Another idea would be to use a custom event and forward it to my application via WebHook. Within the application, the “offline” event is triggered after a certain time window if no WebHook was received.
My “dream” would be to recognize within the particle cloud when a device is not online and only then to send a WebHook to my application.
Ideally, the whole thing should consume as little data as possible.
Does anyone have a good idea how my project can be managed most sensibly?
I would like to allow myself to link @rickkas7 because I know that he has experience with such things. Hope that’s all right.
An offline event is generated for all devices, but for cellular and Gen 3 devices it may take a half hour for it to occur. The reason is that the default keep-alive is 23 minutes, so there’s no way to know if the device went away or not, as it’s not transmitting data.
While you could reduce the keep-alive, this has two side-effects:
Each keep-alive uses 122 bytes of data. It you set it to 60 seconds you’ll use 5.5 MB of data per month just in keep-alive pings.

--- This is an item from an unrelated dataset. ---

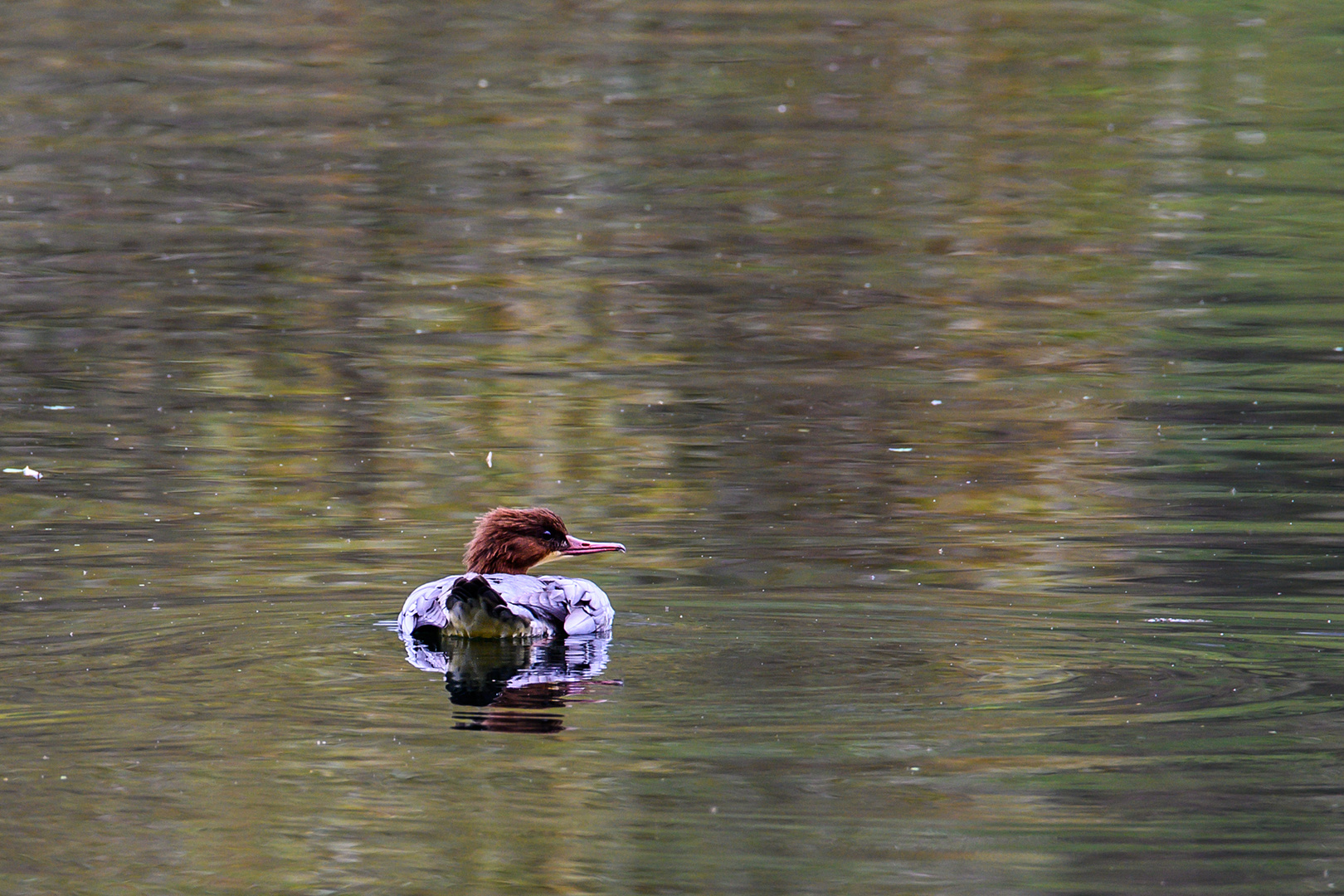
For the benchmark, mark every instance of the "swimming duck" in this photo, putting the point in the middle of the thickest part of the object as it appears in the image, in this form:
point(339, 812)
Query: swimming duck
point(496, 598)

Polling the last-heard will only work with a small number of devices. Eventually you will hit the API rate limit to poll each device separately.
The best way is to have the device publish an event (with NO_ACK) periodically. You can get these either using a webhook, or my preference, using Server Sent Events.
Since you’re going to need some sort of service for keeping track of which devices missed their pings anyway, SSE is the easiest way to receive these quickly and efficiently for small-to-medium scale. One benefit during prototyping is that your SSE server can be behind a firewall and NAT and the connection is encrypted but you don’t need a TLS/SSL server certificate.
The use of SSE instead of webhooks seems absolutely sensible to me. Never heard about that before, but I will definitely take a closer look at it!
You say a keep-alive of 60 seconds results in 5.5 MB of data a month. I am aware of this and I would accept that so far.
Would publishing an event (with NO_ACK) every 60 seconds consume less data? I couldn’t find anything specific about this…
One more thing: you say that an offline event is generated for all devices. I can reproduce that so far, even though it usually takes more than an hour at my tests. However, that somehow make sense to me with the default keep-alive at 23 minutes.
What I cannot really understand is why it takes the same time if I set the keep-alive to 60 seconds.
In my understanding, the offline event should be triggered at the cloud side after about 1.5 to 2.5 times the period configured at the clients keep-alive, or am I wrong?
Would be great if you could give me a feedback again!
One question still came up in my tests: Does the Cellular.getDataUsage() API work with the B523? I could not find any clear indication of this in the documentation and attempts to call this API have so far been unsuccessful.
I would be very happy to receive feedback on this and the questions from the previous post!
Thanks a lot @rickkas7!
Now that I think about it, I think you might need to miss two keep-alive pings for the device to be marked offline. Since the offline indicator doesn’t know what keep-alive you’ve set, it assumes the default setting, so 46 minutes to an hour doesn’t seem unreasonable to me.
Because keep-alive pings use ACK mode, using NO_ACK would reduce the data usage in half.
I know from MQTT, for example, that the clients inform the broker of their keep-alive when connecting, and the broker then sets the offline timeout accordingly to 1.5 times this period.
I would have guessed that the particle keep alive might be similar.
I will probably go a way as you described in your first answer. That seems the most sensible to me!